What You Can and Can’t Take for Symptoms

Acetaminophen (Tylenol) is considered safe in all three trimesters for pain and fever. Use the lowest dose that works and avoid making it a daily habit. It does not increase fetal risk when used as a single agent.

Ibuprofen, naproxen, and other NSAIDs are a different story. They’re generally not recommended during pregnancy and should be avoided entirely in the third trimester because they can cause a heart vessel in the baby to close prematurely.

For coughs, dextromethorphan (the “DM” in many cough syrups) appears to be safe. The expectorant guaifenesin has a weak association with certain birth defects and is best avoided in the first trimester. Decongestants containing pseudoephedrine or phenylephrine should also be avoided in the first trimester and used sparingly after that.

If you need antibiotics for a bacterial infection, several classes are well-established as safe during pregnancy, including penicillins (like amoxicillin) and cephalosporins. Tetracyclines, on the other hand, can affect fetal bone growth and discolor developing teeth, so they’re not used after the fifth week of pregnancy. Your provider will know which antibiotic fits your situation.

A good rule for any medication: the first trimester is the most sensitive period for fetal organ development, so limiting unnecessary medication during those early weeks is the most cautious approach.

Vaccines That Protect You and Your Baby

Two vaccines are specifically recommended during pregnancy. The flu shot can be given at any point during flu season, though getting it in September or October during your first or second trimester is ideal. Women in their third trimester may benefit from vaccination as early as July or August, since the antibodies you produce cross the placenta and protect your baby during the first months of life, before they’re old enough to be vaccinated themselves.

The Tdap vaccine, which protects against whooping cough, is recommended during every pregnancy regardless of whether you’ve had it before. The optimal window is between 27 and 36 weeks of gestation, which maximizes the antibodies your baby receives before birth.

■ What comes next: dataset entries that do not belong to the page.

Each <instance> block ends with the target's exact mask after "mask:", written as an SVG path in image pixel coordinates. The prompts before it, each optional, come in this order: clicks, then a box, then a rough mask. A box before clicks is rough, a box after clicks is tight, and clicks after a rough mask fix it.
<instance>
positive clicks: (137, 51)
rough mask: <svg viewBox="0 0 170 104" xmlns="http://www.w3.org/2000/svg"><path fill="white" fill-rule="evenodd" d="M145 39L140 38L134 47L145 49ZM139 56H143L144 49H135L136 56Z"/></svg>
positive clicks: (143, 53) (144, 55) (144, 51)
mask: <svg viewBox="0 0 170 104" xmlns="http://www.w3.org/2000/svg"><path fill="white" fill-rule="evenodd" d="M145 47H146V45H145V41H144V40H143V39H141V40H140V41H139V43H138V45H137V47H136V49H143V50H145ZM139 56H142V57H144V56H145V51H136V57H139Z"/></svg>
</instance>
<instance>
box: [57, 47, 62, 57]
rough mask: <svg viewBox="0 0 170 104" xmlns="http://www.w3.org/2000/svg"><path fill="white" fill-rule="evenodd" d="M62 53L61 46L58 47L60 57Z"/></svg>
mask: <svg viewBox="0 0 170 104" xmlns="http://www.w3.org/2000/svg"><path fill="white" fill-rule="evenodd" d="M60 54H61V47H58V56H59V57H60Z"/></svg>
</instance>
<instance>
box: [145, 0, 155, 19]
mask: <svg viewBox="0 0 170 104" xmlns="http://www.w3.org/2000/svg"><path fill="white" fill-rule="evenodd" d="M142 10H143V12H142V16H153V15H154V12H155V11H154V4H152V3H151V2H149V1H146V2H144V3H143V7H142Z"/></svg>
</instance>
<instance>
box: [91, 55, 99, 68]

Warning Signs That Need Immediate Attention

Most illnesses during pregnancy are manageable at home. But certain symptoms, whether caused by an infection or not, require urgent medical care. The CDC identifies the following as warning signs during pregnancy:

  • Fever of 100.4°F (38°C) or higher. A sustained high fever can be harmful to fetal development, especially in the first trimester. Don’t wait it out.
  • Inability to keep fluids down for an extended period, especially if accompanied by confusion, dry mouth, or fever.
  • Decreased fetal movement or the baby stopping movement entirely.
  • Trouble breathing, including sudden shortness of breath, chest tightness, or difficulty breathing while lying down.
  • Severe headache that won’t go away, worsens, or comes with blurred vision or dizziness.
  • Vaginal bleeding beyond light spotting, or fluid leaking from the vagina.
  • Severe belly pain that is sharp, sudden, or getting worse.
  • Vision changes like flashes of light, blind spots, or sudden blurriness.
  • Extreme swelling in your hands or face, to the point where you can’t bend your fingers or open your eyes fully.

Some of these overlap with symptoms of preeclampsia, which can develop independently or alongside an infection like COVID-19. If you’re sick and something feels off beyond normal illness, err on the side of calling your provider. Pregnancy shifts the threshold for what counts as “worth checking out,” and medical teams expect those calls.